Enfin, avec ses terres fertiles, ses prairies luxuriantes et ses vallées fleuries à perte de vue, à l'image de la région de Kunming en Chine, Dalat est le jardin du Vietnam avec ses 400
espèces cultivées qui couvrent à elles seules 80% des exportations de fleurs du Vietnam.
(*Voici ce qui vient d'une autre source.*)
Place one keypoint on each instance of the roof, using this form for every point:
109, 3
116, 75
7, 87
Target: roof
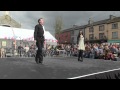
105, 21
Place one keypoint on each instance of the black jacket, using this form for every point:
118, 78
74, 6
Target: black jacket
78, 38
38, 32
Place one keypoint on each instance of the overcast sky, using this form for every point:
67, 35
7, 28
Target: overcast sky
28, 19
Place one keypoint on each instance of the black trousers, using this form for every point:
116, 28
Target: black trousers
80, 54
39, 54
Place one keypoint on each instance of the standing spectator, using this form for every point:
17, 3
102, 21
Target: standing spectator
81, 46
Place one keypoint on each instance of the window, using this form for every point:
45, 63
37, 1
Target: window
91, 36
114, 35
101, 35
91, 29
115, 26
101, 28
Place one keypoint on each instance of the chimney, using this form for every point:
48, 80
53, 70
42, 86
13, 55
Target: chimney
90, 21
112, 17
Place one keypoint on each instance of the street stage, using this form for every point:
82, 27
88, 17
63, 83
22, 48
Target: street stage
53, 68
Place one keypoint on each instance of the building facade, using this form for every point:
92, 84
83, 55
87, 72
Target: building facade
102, 31
7, 21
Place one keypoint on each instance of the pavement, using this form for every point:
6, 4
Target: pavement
52, 68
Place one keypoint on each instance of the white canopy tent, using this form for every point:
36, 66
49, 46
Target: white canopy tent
23, 34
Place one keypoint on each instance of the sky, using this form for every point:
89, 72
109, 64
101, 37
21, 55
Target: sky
28, 19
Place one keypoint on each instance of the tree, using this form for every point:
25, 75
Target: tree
58, 25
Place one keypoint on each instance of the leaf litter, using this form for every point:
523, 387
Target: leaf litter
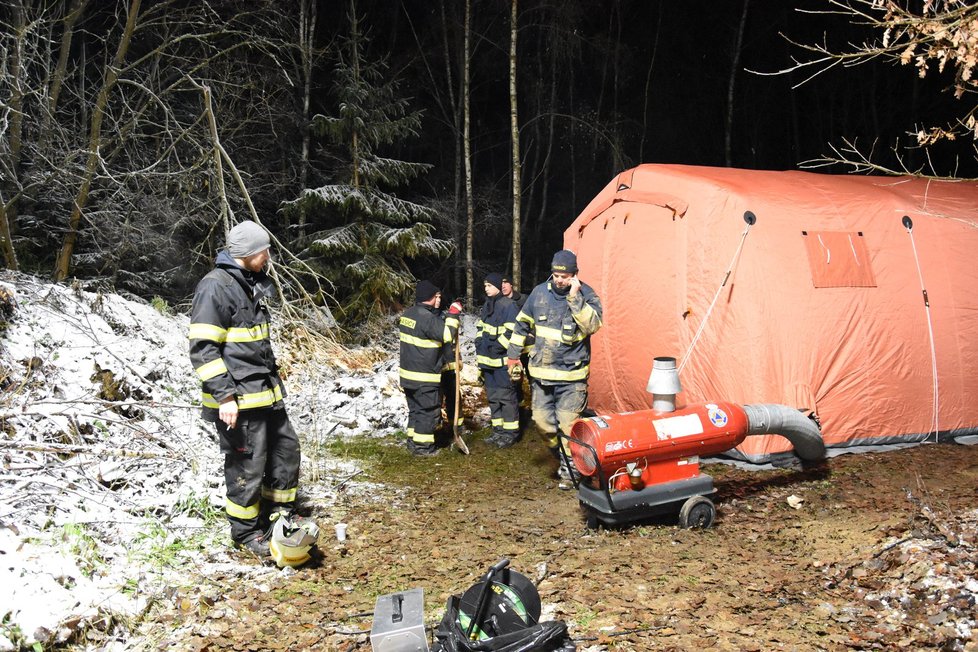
112, 535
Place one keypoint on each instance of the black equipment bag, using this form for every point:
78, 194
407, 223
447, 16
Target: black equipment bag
550, 636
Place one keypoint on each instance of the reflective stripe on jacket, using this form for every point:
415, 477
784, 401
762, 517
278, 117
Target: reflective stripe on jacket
563, 327
496, 322
425, 338
230, 345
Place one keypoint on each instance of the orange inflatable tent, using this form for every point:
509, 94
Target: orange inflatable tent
853, 297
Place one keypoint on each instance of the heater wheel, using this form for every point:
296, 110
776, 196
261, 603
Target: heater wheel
697, 511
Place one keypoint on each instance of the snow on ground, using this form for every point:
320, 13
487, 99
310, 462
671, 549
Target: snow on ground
111, 485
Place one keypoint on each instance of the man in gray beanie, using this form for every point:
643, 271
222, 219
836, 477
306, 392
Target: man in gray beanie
562, 313
231, 351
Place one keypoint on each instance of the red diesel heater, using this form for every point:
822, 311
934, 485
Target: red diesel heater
644, 463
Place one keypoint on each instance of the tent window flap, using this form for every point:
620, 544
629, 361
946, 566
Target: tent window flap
838, 259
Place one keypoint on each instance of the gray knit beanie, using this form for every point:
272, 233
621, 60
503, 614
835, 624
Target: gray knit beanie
247, 239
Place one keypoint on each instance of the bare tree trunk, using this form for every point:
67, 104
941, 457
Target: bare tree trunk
734, 65
456, 120
57, 80
307, 36
648, 88
63, 263
8, 209
514, 126
218, 167
467, 146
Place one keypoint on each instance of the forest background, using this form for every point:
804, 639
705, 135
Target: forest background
382, 142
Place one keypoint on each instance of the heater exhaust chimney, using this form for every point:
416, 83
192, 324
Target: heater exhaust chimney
664, 384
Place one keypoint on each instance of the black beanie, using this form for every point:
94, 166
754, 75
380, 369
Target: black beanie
564, 261
425, 290
496, 279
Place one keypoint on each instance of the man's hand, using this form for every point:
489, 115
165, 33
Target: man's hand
228, 412
514, 368
575, 286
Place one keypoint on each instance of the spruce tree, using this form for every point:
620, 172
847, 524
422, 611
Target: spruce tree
365, 233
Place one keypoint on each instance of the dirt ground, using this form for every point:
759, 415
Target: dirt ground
848, 569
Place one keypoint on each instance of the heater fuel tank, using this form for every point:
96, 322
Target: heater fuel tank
651, 436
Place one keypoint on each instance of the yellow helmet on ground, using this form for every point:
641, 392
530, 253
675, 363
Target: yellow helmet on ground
291, 541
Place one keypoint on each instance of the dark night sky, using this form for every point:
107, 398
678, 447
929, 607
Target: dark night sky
605, 55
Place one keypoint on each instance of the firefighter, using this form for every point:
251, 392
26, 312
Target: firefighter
424, 334
562, 314
520, 299
243, 395
496, 323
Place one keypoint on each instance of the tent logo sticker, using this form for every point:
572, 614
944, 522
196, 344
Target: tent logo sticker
716, 416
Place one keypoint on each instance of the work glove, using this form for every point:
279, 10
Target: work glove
515, 369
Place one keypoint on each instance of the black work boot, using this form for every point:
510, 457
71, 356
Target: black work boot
257, 545
506, 439
421, 450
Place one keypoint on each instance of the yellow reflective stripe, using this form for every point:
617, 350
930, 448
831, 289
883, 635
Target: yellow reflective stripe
489, 329
548, 333
544, 373
207, 332
253, 334
588, 312
260, 399
237, 511
419, 342
211, 369
420, 376
279, 495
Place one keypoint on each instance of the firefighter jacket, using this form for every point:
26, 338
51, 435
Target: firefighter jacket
563, 327
230, 345
495, 327
426, 341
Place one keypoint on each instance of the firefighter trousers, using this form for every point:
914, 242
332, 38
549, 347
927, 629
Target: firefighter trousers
503, 401
261, 469
557, 406
424, 407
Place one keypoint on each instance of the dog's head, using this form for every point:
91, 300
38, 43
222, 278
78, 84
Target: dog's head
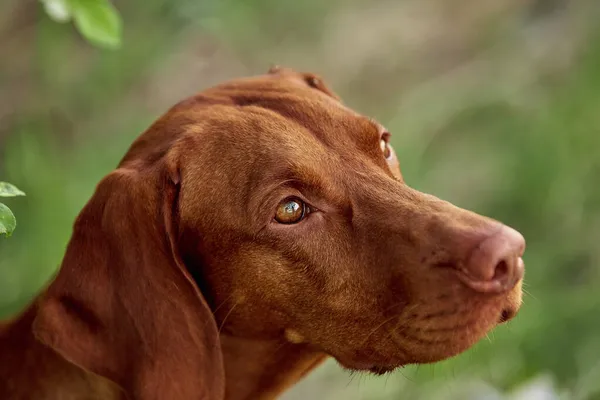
290, 214
319, 235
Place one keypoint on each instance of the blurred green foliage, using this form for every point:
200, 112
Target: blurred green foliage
97, 20
493, 107
8, 222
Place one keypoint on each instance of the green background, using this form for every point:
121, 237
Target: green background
493, 105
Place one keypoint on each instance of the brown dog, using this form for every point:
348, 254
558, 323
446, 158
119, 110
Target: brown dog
253, 230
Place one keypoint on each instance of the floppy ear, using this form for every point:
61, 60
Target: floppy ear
123, 305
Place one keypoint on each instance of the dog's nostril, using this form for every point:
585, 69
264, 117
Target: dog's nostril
501, 272
495, 264
506, 316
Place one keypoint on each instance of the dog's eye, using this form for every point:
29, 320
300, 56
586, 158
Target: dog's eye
385, 148
291, 211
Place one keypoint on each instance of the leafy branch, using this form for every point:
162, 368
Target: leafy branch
97, 20
8, 223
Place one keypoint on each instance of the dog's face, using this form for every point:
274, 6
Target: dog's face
319, 234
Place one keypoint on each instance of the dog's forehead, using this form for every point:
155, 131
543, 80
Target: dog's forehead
301, 100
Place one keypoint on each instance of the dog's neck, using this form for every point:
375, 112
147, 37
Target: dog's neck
264, 369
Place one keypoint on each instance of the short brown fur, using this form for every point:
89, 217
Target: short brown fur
178, 283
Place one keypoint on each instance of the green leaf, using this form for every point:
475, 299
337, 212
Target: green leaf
8, 190
57, 10
98, 21
8, 223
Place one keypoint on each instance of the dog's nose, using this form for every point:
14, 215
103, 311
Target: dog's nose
495, 264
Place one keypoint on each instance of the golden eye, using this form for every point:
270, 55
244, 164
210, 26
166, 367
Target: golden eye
385, 148
291, 211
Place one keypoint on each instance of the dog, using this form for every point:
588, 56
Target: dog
251, 232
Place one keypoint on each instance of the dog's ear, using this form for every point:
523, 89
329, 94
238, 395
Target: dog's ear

Une production décuplée depuis le milieu des années 90 avec l'apparition de Dalat Halsfarm, un village
floricole industriel doté d'un capital d'investissement à 100% étranger.
Les théiers eux aussi produiraient volontiers de jolies fleurs (blanches à jaune clair) s'ils n'étaient taillés par la main de l'homme (dans le
meilleur des cas) sinon mécaniquement.
Les environs de Dalat abritent quelques belles plantations comme celle de l'Arbre
Broyé située à 25 km de Dalat, à l’extérieur du village deCâu Dât.
Dans cette plantation crée par les français en 1927 qui culmine à 1650 m et dont
les premiers théiers de la famille des théiers centenaires Shan Tuyêt poussant dans les montagnes Ha Giang,
provenaient du nord Vietnam, il est émouvant de se promener au milieu de théiers quasi centenaires.
On y produit du thé noir, du thé oolong mais la spécialité reste le thé vert de qualité,
auquel profite la rosée du matin dès lors qu'il est cueilli très tôt.